Dissertation Fellow 1999-2000

Daniella Kostroun (History)
Duke University

Gender and Church-State Relations in Absolutist France:
The Case of the Port Royal Nuns, 1609-1709

While most histories of French absolutism focus on Louis XIV’s strategies to discipline male subjects and institutions, my dissertation explores how these strategies work with regard to female subjects and organizations. The case of the Port Royal nuns from 1609-1709 sheds light on the relationship between women and the state because of the convent’s involvement in Jansenist struggles. I argue that the nuns’ participation in these religious quarrels had political implications because both Church and state based their authority upon Catholic notions of hierarchy and obedience. Obedience, in turn, was idealized as a feminine phenomenon because of the belief in an inherent weakness of the feminine sex, which rendered women more obedient than men. While Louis XIV and the Port Royal nuns shared the belief in a "natural" feminine obedience, they disagreed over what this obedience meant in the context of the Jansenist debates. For the king, feminine obedience meant that the nuns should follow his command to denounce Jansenism without question. For the nuns, their ignorance in matters of theology meant that they had to obey their consciences (which dictated that they remain silent on the Jansenist question) above all else. The clash between these two visions of obedience led to the violent destruction of Port Royal by Louis XIV in 1709.

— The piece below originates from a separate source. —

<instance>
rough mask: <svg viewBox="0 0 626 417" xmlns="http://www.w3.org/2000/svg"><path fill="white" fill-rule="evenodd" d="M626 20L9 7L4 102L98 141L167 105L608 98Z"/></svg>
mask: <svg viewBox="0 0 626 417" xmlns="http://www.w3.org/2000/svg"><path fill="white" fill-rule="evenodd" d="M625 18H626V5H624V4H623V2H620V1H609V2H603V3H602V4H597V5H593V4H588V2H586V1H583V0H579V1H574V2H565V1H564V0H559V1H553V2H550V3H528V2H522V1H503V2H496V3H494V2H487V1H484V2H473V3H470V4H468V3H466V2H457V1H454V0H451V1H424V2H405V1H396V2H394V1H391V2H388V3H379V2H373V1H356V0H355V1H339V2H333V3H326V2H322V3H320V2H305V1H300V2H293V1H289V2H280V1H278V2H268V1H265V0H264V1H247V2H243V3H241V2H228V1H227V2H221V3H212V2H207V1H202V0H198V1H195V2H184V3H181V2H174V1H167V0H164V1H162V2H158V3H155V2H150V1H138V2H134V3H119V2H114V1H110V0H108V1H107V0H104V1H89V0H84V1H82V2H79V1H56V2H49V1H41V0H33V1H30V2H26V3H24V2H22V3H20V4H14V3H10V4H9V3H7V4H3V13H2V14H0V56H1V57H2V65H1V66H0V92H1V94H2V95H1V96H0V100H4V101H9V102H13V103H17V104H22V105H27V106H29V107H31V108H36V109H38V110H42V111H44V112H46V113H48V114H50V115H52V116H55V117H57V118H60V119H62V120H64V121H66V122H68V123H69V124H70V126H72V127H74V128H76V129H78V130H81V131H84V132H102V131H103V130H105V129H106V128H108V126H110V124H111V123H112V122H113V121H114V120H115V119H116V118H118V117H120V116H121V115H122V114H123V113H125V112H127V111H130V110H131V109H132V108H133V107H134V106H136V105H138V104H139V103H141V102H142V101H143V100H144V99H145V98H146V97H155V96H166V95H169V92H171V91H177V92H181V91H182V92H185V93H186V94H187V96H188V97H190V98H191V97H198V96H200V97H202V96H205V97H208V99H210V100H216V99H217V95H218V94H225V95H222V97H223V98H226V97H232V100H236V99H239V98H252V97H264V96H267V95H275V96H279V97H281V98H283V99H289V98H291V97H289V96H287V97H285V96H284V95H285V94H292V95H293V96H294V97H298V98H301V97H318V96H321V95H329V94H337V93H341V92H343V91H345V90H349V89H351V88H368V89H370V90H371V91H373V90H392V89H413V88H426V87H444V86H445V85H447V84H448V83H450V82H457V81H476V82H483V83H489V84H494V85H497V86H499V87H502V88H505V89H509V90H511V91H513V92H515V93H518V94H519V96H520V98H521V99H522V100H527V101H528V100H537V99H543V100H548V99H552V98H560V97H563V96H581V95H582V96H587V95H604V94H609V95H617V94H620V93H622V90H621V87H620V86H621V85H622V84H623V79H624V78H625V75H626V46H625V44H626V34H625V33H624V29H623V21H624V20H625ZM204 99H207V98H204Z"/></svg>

While my dissertation examines the nuns’ personal resistance to the king, it also explores how male Jansenists incorporated the nuns’ resistance strategies into their polemical pamphlets. By associating individual conscience with the nuns’ qualities of innocence and obedience, Jansenists argued that the king’s attempts to dominate their religious conscience was an abuse of power that undermined his claims to divine sanction. This argument was particularly salient once Louis destroyed Port Royal. His inability to peacefully discipline his opponents provided them with a powerful symbol of tyranny in action, which, in the decades prior to the French Revolution, they were only too willing to use.